Source: Deal Or No Deal? Creed Or No Creed? – QuakerQuaker.

“Friends have no creeds.”  We Quakers often say that. We are committed to no human words but rather to following the Holy Spirit. We believe God speaks to us today – speaks to all who still their hearts and listen. “No official words can substitute for a personal relationship with God through Jesus Christ.” We believe that commitment to creed would be a kind of idolatry.

Most Christian denominations, on the other hand, do have a creed. They have an official statement of faith they use to distinguish their beliefs from the beliefs of other denominations. Those statements of faith often lead to wrangles over precise wording, and sometimes schisms.

The above words by Doug Bennett over at Quaker-Quaker I believe pretty much tell what Quakers think about creeds.  I must admit that when I got down to studied the common creeds in use today I found that almost all of the statements are about our understanding of God. In that vein I can understand the reluctance of my Quaker friends to embrace creeds. Today creeds seem to be mainly used as a tool to separate one group of Christians from another.

I know from personal experience that many of the different flavors of Christianity will tell their congregants that they must believe in the total truth of their particular denomination’s creeds or other statements of belief. I was told that since I believed that the earth is more than 6,000 years old and therefore did not believe in the total literal and inerrant bible that I would no longer have membership in the church I had joined over eight years before.  The new minister called to that congregation believed it was his duty to exclude me and a couple of the more vocal participants in the weekly bible study.
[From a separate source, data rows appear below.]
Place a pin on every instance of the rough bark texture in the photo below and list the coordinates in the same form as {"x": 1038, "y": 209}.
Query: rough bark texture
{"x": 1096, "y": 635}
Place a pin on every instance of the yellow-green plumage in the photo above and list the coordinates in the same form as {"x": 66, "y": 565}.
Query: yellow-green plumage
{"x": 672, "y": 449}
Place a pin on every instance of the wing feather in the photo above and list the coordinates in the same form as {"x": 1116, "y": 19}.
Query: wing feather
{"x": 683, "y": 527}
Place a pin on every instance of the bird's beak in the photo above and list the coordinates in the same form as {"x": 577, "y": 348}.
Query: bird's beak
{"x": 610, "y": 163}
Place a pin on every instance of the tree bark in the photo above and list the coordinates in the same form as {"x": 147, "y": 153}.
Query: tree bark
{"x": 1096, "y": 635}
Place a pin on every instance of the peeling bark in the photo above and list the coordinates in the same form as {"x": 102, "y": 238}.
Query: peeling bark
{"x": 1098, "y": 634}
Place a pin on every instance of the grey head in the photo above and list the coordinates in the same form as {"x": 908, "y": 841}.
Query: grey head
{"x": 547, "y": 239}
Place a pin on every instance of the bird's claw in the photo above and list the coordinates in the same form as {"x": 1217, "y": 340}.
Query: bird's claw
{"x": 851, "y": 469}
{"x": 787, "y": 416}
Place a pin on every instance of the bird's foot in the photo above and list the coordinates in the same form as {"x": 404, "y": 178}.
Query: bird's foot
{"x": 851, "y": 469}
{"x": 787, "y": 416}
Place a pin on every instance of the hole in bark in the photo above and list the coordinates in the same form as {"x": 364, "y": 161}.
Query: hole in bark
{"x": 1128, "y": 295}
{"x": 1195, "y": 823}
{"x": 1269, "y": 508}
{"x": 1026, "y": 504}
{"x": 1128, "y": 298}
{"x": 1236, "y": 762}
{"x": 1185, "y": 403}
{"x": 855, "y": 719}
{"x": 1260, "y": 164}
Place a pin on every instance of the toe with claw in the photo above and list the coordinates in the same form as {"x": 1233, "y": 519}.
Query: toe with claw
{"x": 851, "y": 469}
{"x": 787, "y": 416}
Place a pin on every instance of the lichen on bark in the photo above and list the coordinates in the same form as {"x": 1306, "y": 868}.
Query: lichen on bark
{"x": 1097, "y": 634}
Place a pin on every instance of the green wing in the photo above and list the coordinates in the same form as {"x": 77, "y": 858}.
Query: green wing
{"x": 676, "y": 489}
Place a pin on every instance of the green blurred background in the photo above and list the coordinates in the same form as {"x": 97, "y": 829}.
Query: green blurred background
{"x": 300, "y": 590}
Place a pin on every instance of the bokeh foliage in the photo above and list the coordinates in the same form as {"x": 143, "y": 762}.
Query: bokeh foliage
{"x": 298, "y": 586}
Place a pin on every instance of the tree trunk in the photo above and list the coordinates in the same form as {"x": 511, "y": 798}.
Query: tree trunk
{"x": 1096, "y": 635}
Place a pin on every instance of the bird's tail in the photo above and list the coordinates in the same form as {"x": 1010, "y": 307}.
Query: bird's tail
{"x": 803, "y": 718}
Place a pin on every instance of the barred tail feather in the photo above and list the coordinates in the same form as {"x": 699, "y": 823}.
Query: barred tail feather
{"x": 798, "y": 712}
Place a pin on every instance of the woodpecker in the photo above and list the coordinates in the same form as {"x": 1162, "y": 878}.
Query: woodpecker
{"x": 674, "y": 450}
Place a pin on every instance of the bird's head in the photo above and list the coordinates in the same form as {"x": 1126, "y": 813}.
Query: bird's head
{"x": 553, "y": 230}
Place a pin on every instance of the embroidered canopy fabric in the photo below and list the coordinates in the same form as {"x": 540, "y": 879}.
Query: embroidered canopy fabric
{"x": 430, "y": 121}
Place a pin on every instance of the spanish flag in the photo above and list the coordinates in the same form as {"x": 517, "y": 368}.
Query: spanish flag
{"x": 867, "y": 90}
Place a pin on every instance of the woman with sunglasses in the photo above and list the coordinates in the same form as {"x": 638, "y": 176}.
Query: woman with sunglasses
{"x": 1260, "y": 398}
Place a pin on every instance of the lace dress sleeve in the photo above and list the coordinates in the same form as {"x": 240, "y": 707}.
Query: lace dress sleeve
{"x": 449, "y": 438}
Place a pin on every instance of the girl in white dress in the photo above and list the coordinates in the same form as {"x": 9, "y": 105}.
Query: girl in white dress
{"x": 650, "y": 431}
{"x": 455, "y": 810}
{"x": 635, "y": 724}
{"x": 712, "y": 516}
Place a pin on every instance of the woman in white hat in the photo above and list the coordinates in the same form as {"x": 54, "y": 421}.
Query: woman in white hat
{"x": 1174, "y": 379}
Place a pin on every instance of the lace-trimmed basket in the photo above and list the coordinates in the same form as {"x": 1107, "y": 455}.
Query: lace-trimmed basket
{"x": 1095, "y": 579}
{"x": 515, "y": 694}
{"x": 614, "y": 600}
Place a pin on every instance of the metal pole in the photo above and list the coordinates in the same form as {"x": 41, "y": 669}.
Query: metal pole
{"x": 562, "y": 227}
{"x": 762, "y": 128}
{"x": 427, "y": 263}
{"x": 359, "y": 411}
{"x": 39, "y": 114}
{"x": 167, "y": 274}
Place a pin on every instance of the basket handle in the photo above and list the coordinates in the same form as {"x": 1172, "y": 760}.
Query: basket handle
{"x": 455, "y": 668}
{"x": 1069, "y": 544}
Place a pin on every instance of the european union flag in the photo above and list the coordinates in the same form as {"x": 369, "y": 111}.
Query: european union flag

Jesus Christ did not tell us that in order to be his followers we must pledge 100% allegiance to any particular man-made words or even beliefs. He did give us example after example of how he expected us to love God and to love one another. Those two things were what he wrapped his church around not words that were conceived by men many years after his death and resurrection.

I am not as creed averse as my Quaker friends. I believe that many creeds invented over the years, and there are literally thousands of them, have at least some  redeeming merit in their thoughts. It is just that when they are used as a condition of being a follower of Christ that raises my ire. None of us, and I am including every human being who has come after Jesus, totally knows the heart or conscience of God. That is simply an impossible task. We in our meager attempt sometimes get it right but often get it wrong. That does not mean that we shouldn’t try to know what God expects of us but more that we simply can’t assume that we, to the exclusion of others, have it down pat.

One of the primary things that empresses me about the emergent movement is their admittance that they just may be wrong about some of what they currently believe about the heart of God. They believe that being a follower of Jesus is a life long learning experience that no one, and I do mean no one, ever graduates from. That is one belief that I don’t ever envision being wrong.